Willow peeked out from the front door and raised her eyebrows as if to question if everything was okay. “Take care of Willy. I’ll tell you more when I’m home.”
Willow gave me a shy smile, and I didn’t mean to return it, but I felt my cheeks rise at the sight of her.
I’d never reacted that way to anyone before—wet and cold and emotionally raw.
I couldn’t stop from returning her smile.
And I knew exactly what I was risking to keep the warmth of those smiles in my life.
“Yeah. I gotta tell you a few things when you get home, too.”
“Sounds good,” he said, the connection cracking between us.
I waited for him to disconnect and let the words hang between us.
I had a feeling he wouldn’t want me as a ride or die when he knew about me and his sister.
But when I looked up and Willow was still smiling as she walked toward me, arms outstretched, I didn’t regret my decision at all.
I had a little more time with her before I had to blow everything up.
“I’ve never been so scared in my whole life,” she said, wrapping her arms around me. She’d peeled off her hoodie and was in a yellow T-shirt that hugged her curves. “Can we just forget today ever happened?”
I swallowed and leaned back, looking into her soft brown eyes. “He’s safe,” I said, feeling her arms wrap around my neck, her warm body against mine. “You can stop worrying.”
“Never, but I’m worried about you,” she said.
“That you’re going to run away from me again.
” She wrapped her arms around my neck more tightly, and I slid a hand up her back as she spoke into the crook of my neck.
“And I understand you think whatever this is is a betrayal. Nothing needs to happen, but…I don’t want you to go. ”
I cupped the back of her neck, my fingers crushing the wet curls at her nape. “Okay,” I said against the shell of her ear.

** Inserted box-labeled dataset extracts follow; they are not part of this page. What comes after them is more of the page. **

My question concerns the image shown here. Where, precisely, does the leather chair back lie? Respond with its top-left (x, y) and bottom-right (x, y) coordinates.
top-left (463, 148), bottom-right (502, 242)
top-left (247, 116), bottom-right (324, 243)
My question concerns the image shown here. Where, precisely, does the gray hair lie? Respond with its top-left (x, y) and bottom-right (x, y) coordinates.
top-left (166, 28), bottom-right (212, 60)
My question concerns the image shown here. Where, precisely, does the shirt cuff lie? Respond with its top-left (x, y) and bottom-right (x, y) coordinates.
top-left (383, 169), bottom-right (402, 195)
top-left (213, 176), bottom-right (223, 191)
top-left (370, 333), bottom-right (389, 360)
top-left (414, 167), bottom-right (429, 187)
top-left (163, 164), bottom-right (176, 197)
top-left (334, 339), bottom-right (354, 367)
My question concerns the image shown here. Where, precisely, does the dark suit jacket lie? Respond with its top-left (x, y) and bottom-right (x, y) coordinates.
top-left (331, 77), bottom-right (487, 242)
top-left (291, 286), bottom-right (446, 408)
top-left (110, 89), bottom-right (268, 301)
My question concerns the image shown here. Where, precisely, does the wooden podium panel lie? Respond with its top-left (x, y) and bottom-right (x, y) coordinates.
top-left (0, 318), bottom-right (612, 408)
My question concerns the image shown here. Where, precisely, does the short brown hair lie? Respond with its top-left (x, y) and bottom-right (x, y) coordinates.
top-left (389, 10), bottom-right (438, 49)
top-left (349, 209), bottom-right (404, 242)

She pulled her head back and tipped her chin up. “Okay?”
I brushed my lips over her cheek. “Okay.” I dropped another kiss on her cheek, feeling the softness of her skin. “I’ll stay.”
Her eyes widened as if she expected me to deny her. I guess I’d attempted to. “With me?”
“And Gus,” I said, stroking the back of her neck and tugging her body closer to mine.
She opened her mouth, no doubt to throw something back at me, but I stopped her comeback, pressing my lips against hers.
The connection between us felt like it had grown even stronger than the first time we kissed, her mouth yielding to mine as our lips slid together and tongues danced.
Willow pulled herself against me, her body a delicious pressure against my own.
I’d never kissed someone like that before, like my whole life hung in the balance if I didn’t get one more touch, one more feel of her lips, one more stroke of her skin as I walked us clumsily toward the open front door.
“My God, Low,” I said when we broke the kiss, both catching our breath.
I swung the door shut behind us once we made it inside.
“I don’t expect anything,” she panted. “If helping me with my list, especially page two, feels like a betrayal to you, it’s okay. Nothing else needs to happen.”
I nodded and stepped closer, letting one hand slip to her back and the other behind her neck. “I want to help you finish your list.” I cupped the back of her neck and tipped her chin up to mine. “I’ve always wanted to. Just not fighting it anymore.”
“Really?”
I nodded and crashed my mouth against hers again. I was also done fighting how I felt about her, how she made me feel whole. I didn’t know how to tell her that yet, though, but I would tell her soon.